Editorial

Wenn ARD und ZDF über Zahnheilkunde berichten...

Medizin und Zahnmedizin sind für Medien überaus dankbare Themen. Jeder ist mal mehr und mal weniger betroffen, hat seine guten wie auch weniger guten Erfahrungen mit dem „System“ gemacht. „Jeder“ ist auch überzeugt, für die Gesundheitsleistungen zu zahlen, im Zweifel viel zu viel. So manche verspüren sogar einen Anspruch darauf zu haben. Und dann gibt es noch die vermeintlichen und tatsächlichen Profiteure des Systems: Ärzte, Zahnärzte und die ganze Gesundheitsindustrie. Und mittenmang die Politik, die zunehmend nicht nur Versorgung, sondern eben „Gesundheit“ gestalten will. Wundert es da wirklich, wenn die öffentliche Wahrnehmung bestimmter Themen durch die sogenannten Qualitätsmedien (welch ein Euphemismus) sagen wir – ein wenig gesteuert wird? An dieser Stelle möchte ich deutlich sagen, dass das Wort Medien nicht synonym mit dem Wort Journalismus ist. Es ist auch kein Journalismus, wenn für eine vorab definierte Botschaft, die z.B. eine Sendung haben soll, Informationen zusammengeklaubt und in der gewünschten Diktion zusammen geknotet werden, um als Top-Rechercheergebnis Zuschauern oder Lesern präsentiert zu werden. Das Ganze schmeckt man ab mit Promis à la Dr. med. von Hirschhausen, der zwar nicht ärztlich tätig ist, aber gefühlt ausreichend „Wissen“ (à la „Das große Quiz des Menschen“) mitbringt und garniert das Ganze mit Prof. Dr. Dr. Lauterbach, der immer für einen Spruch gut ist. Und schon sind die verkündeten Botschaften für den Zuschauer ausreichend abgesichert. So mal wieder geschehen am 26. September im Gesundheits-Check im Ersten.

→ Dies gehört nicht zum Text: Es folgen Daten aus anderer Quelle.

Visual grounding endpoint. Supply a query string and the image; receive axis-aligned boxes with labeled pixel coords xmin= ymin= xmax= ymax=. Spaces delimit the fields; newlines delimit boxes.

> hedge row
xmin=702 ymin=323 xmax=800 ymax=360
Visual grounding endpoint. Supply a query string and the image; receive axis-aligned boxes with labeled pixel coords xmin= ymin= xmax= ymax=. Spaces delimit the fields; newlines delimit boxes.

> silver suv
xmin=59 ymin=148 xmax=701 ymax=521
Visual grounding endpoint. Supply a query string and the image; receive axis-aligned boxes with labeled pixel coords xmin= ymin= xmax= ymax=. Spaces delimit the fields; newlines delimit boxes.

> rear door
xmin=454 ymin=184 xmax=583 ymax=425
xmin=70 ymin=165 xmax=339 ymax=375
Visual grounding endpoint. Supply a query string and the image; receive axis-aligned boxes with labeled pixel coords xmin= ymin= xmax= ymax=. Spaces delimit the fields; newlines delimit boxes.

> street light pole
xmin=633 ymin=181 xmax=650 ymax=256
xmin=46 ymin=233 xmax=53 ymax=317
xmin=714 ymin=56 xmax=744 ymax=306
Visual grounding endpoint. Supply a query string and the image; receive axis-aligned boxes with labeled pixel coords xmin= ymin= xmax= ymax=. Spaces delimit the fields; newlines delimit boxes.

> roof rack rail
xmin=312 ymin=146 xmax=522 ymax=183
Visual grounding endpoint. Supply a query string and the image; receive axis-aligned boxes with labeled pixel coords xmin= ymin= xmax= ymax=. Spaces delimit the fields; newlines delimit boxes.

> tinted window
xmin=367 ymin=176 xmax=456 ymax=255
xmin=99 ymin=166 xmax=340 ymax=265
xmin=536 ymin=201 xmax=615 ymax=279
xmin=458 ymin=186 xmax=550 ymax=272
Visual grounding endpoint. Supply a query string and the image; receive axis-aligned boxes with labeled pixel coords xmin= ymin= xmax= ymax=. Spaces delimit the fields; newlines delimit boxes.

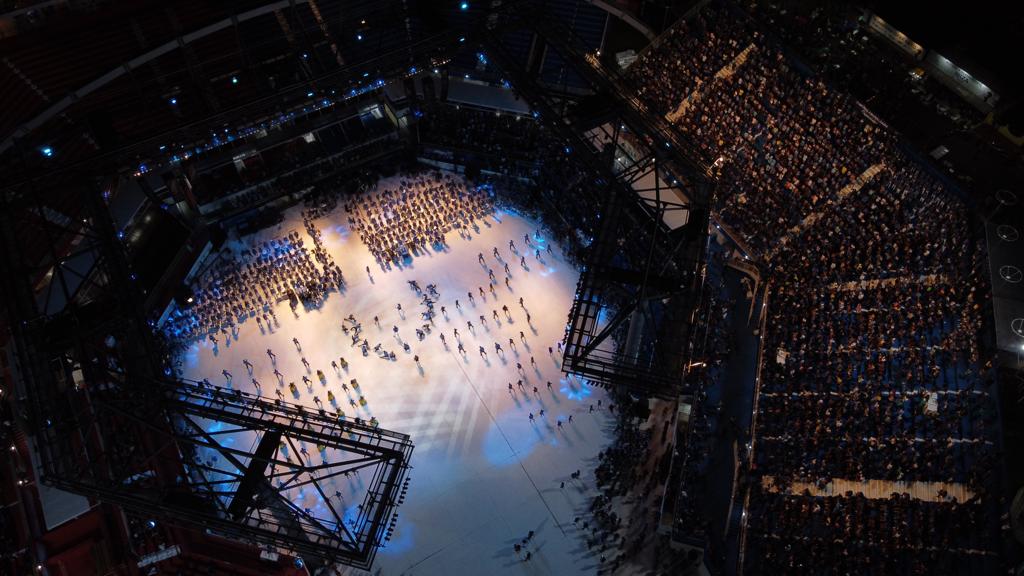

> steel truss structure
xmin=0 ymin=174 xmax=413 ymax=568
xmin=483 ymin=7 xmax=713 ymax=397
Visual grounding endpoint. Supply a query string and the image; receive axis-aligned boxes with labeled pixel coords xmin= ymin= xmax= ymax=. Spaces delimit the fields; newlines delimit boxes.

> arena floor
xmin=174 ymin=172 xmax=612 ymax=575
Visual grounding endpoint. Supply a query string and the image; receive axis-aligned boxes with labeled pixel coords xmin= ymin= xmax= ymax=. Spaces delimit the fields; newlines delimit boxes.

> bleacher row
xmin=629 ymin=3 xmax=998 ymax=574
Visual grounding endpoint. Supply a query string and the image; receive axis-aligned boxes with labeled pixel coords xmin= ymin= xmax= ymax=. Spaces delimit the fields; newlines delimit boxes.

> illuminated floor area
xmin=174 ymin=176 xmax=611 ymax=575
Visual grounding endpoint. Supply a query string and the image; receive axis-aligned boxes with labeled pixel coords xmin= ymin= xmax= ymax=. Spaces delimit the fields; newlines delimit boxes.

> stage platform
xmin=174 ymin=174 xmax=613 ymax=575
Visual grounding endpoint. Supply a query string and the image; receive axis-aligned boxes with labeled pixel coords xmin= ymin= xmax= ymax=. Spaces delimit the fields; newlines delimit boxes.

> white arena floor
xmin=174 ymin=172 xmax=612 ymax=575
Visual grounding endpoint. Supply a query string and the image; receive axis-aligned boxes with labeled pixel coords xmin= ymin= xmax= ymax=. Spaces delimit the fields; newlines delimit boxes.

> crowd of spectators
xmin=631 ymin=3 xmax=996 ymax=574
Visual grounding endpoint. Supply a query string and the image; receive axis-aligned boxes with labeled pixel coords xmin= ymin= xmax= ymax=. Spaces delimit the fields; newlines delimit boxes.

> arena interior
xmin=0 ymin=0 xmax=1024 ymax=576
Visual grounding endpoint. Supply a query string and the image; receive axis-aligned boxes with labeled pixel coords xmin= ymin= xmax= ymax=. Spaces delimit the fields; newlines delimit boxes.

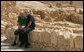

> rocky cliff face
xmin=1 ymin=1 xmax=83 ymax=50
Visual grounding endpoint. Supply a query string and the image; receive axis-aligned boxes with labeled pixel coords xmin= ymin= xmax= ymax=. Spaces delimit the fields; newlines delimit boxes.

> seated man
xmin=13 ymin=12 xmax=27 ymax=46
xmin=20 ymin=10 xmax=35 ymax=48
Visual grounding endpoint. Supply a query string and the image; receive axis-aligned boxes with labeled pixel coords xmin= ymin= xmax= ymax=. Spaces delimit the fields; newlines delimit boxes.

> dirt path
xmin=1 ymin=37 xmax=40 ymax=51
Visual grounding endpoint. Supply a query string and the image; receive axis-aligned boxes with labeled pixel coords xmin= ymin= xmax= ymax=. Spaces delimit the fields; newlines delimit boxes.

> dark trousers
xmin=19 ymin=28 xmax=33 ymax=44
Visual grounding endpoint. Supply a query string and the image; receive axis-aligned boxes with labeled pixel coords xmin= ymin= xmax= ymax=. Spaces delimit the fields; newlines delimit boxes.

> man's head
xmin=24 ymin=9 xmax=29 ymax=16
xmin=20 ymin=11 xmax=24 ymax=18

Und nun stellen Sie sich bitte vor, dass in dieser, medial auf eine politische Aussage hin inszenierten Sendung, ein erfahrener Matador aus Berufs- oder Standespolitik das Thema ernsthaft und mit dem nötigen Wissen angehen will. Werden ihm oder ihr die Wahrheit geglaubt? Die Studienbelege abgenommen? Das Erfahrungswissen als solches akzeptiert? Nein! Wenn also die Trend- und Meinungs-„Hersteller“ in den sogenannten Qualitätsmedien aktiv sind, geht es nicht um Aufklärung oder gar um das hehre Ziel, dem Zuschauer oder Leser Argumente (dazu zählen selbstverständlich auch Meinungen, aber diese sind dann auch deutlich zu kennzeichnen) an die Hand zu geben, um für sich selbst eine Entscheidung treffen zu können. Sondern es geht um Politik mit anderen Mitteln.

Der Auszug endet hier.